Public API for ONNX Runtime inference.
Provides cross-platform ML inference via ONNX Runtime with hardware acceleration on both iOS and Android:
- iOS: CoreML Execution Provider → Apple Neural Engine
- Android: NNAPI Execution Provider → Qualcomm Hexagon / MediaTek APU
- Fallback: CPU execution on all platforms
All NIF functions run on the dirty CPU scheduler to avoid blocking BEAM.
Usage
# Load model from file
{:ok, session_id} = Dala.ML.ONNX.load_model_from_file("model.onnx")
# Or from binary data
{:ok, session_id} = Dala.ML.ONNX.create_session(model_binary)
# Run inference
{:ok, output} = Dala.ML.ONNX.run(session_id, input_binary)
# Clean up
:ok = Dala.ML.ONNX.destroy_session(session_id)
Summary
Functions
Check if ONNX Runtime NIF is available.
Create an ONNX inference session from model binary data.
Destroy an ONNX session and free associated resources.
Load an ONNX model from a file path and create a session.
Run inference on a session with the given input binary data.
Check if ONNX Runtime is available and initialized on this platform.
Return the number of active ONNX sessions.
Functions
@spec available?() :: boolean()
Check if ONNX Runtime NIF is available.
Create an ONNX inference session from model binary data.
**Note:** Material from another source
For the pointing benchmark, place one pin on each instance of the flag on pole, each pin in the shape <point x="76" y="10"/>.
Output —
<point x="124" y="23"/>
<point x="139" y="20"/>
Returns {:ok, session_id} on success.
Destroy an ONNX session and free associated resources.
Load an ONNX model from a file path and create a session.
Run inference on a session with the given input binary data.
Input must be a binary of f32 values in the correct shape for the model.
Returns {:ok, output_binary} where output_binary is f32 values.
@spec runtime_available?() :: boolean() | :not_supported
Check if ONNX Runtime is available and initialized on this platform.
@spec session_count() :: integer() | :not_supported
Return the number of active ONNX sessions.